Tuesday, July 5, 2022

Cannery Row

 This March we took a road trip to Oregon. On the way back we stopped in Monterey to check out the aquarium. We stop at aquaria whenever we’re road tripping, it’s one of our things. On this particular trip we stopped at the Crescent City Aquarium on the way up, and Monterey Bay on the way back down. 

The only thing I really knew about Monterey was that it had a world class aquarium, and it had once been home to a sardine fishing fleet that decimated the fish population off the west coast. 

I didn’t know about John Steinbeck’s association with the town, or the history of the weird population that lived there in the first half of the twentieth century, but he’s all over that place. There’re statues of Steinbeck and Ed Ricketts, Mack and the Boys, plaques, streets signs, and Western Biological is still there, patiently waiting to be turned into a museum  

As we drove home I downloaded Cannery Row and gave it a read. That was two months ago. Since then I’ve read it three times. 

I was a terrible student, and until I could get books on my phone I didn’t dig reading. So, while all the students were being taught the American literary canon, I was teaching myself to program computers - something they didn’t teach in schools at the time. Consequently I never read Steinbeck. Now, I’ve only read Cannery Row, I don’t have the bandwidth to read more, my backlog is too deep, but I’m deeply in love with the writing  

They say that a musician’s style is defined by his failed attempts to imitate his inspirations. I think the same thing is true of any art form, including writing. While I wouldn’t venture to replicate Steinbeck’s poesy, or his social commentary, the narrative structure of the book speaks to me. 

At 49,512 words, it’s shorter than a NaNoWriMo book, arranged in 32 chapters. The plot is simple, and follows a relatively standard format - Mack and the Boys want to throw a party for Doc. They have some adventures preparing for it, the party fails in a big way, they seek the advice of someone wiser than them, and they double their efforts, resulting in a smashing success. 

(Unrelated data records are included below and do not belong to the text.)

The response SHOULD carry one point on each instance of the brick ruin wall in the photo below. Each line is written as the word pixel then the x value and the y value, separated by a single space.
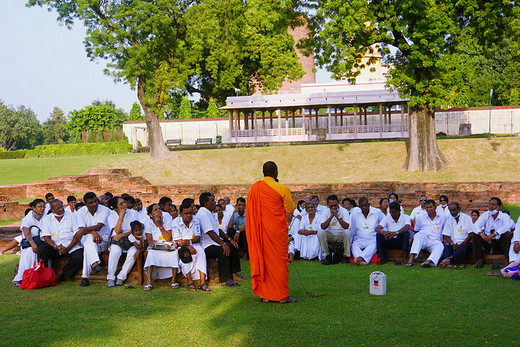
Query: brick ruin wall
pixel 471 195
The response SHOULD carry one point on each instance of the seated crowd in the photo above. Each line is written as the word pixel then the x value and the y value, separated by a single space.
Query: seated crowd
pixel 173 240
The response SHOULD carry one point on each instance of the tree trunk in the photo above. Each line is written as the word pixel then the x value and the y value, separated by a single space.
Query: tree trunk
pixel 423 153
pixel 158 149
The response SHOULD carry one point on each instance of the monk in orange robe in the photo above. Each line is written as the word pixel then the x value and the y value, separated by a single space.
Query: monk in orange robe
pixel 269 208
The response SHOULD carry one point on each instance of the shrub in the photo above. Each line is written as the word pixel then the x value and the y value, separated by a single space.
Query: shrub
pixel 13 154
pixel 74 149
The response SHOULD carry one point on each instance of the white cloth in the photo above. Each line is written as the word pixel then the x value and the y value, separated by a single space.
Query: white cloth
pixel 61 232
pixel 389 224
pixel 207 223
pixel 416 212
pixel 458 231
pixel 308 245
pixel 334 227
pixel 486 223
pixel 87 219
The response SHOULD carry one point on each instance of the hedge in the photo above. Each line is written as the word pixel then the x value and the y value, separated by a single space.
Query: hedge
pixel 13 154
pixel 74 149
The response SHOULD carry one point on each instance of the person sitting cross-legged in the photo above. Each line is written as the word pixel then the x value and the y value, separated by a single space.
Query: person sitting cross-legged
pixel 492 230
pixel 334 228
pixel 428 235
pixel 393 232
pixel 186 233
pixel 363 223
pixel 456 237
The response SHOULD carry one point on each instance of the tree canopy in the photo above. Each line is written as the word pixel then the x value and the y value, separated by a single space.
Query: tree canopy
pixel 418 39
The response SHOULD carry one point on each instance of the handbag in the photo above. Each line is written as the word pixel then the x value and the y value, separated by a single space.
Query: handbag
pixel 164 246
pixel 124 243
pixel 37 239
pixel 38 276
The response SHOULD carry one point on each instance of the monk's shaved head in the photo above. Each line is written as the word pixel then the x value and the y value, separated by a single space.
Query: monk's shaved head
pixel 270 169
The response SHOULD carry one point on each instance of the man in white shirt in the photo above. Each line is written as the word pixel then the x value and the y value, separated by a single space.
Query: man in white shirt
pixel 393 232
pixel 456 236
pixel 493 230
pixel 186 233
pixel 363 223
pixel 334 228
pixel 93 226
pixel 428 235
pixel 443 207
pixel 419 210
pixel 217 244
pixel 60 233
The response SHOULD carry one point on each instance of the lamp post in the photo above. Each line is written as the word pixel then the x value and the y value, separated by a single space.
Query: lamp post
pixel 490 95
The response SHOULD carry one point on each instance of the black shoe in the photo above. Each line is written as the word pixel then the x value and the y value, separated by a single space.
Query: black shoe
pixel 327 260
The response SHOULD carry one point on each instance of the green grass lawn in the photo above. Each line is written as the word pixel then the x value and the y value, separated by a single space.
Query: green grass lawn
pixel 425 307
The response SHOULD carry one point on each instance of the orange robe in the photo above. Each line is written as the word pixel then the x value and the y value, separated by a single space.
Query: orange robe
pixel 267 238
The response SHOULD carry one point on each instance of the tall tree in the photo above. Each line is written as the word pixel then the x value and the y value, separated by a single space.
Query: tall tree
pixel 416 37
pixel 54 127
pixel 19 127
pixel 165 47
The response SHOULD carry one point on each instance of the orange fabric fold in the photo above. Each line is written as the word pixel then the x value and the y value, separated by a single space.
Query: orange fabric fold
pixel 267 239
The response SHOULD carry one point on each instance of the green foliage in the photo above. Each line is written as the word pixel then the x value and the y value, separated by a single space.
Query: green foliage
pixel 13 154
pixel 75 149
pixel 113 136
pixel 54 127
pixel 185 109
pixel 90 137
pixel 97 116
pixel 135 112
pixel 416 37
pixel 19 128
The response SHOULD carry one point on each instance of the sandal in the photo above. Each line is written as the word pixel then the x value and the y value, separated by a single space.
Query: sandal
pixel 289 300
pixel 204 287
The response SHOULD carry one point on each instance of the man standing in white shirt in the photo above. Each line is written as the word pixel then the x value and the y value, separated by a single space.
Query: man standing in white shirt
pixel 428 235
pixel 334 228
pixel 60 233
pixel 363 223
pixel 393 232
pixel 457 236
pixel 419 210
pixel 217 244
pixel 493 230
pixel 93 226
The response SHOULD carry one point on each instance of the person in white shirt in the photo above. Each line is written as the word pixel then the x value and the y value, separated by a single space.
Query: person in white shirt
pixel 119 222
pixel 61 236
pixel 419 210
pixel 158 229
pixel 307 236
pixel 428 235
pixel 71 203
pixel 393 232
pixel 456 236
pixel 363 223
pixel 93 226
pixel 334 228
pixel 48 198
pixel 493 230
pixel 217 244
pixel 31 228
pixel 443 207
pixel 186 232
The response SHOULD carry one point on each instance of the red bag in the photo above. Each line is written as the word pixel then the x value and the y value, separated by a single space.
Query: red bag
pixel 38 277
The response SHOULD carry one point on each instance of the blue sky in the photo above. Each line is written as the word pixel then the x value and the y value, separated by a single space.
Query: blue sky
pixel 43 64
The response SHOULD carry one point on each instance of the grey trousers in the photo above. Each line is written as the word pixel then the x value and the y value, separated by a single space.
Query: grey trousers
pixel 325 237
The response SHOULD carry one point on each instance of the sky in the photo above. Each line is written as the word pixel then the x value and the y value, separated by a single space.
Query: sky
pixel 43 64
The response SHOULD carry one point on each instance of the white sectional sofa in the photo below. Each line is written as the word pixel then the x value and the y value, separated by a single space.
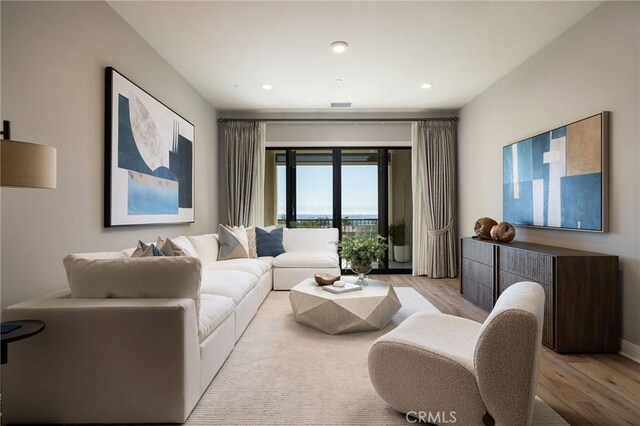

It’s a simple plot, but the structure built around it is a series of narrative digressions that introduce interesting characters and locations. These characters may or may not show up again, and some of them appear (at first blush) to have nothing to do with the story. 

I love this structure, it makes it easy to read. And, I imagine, easy to write. Each chapter is a self-enclosed vignette, or short story. The plot moves in the background, and occasionally comes to the front when Mack and the Boys are featured, but even then the chapters are self-contained. Ages ago I read Midnight in the Garden of Good and Evil. And I remember it having a similar structure.

This gives me the opportunity to write small vignettes, designed to introduce a quirky character or location, in easy to work with chunks. If this strategy works for me, I think it will be fun. Keep watching this space for further updates.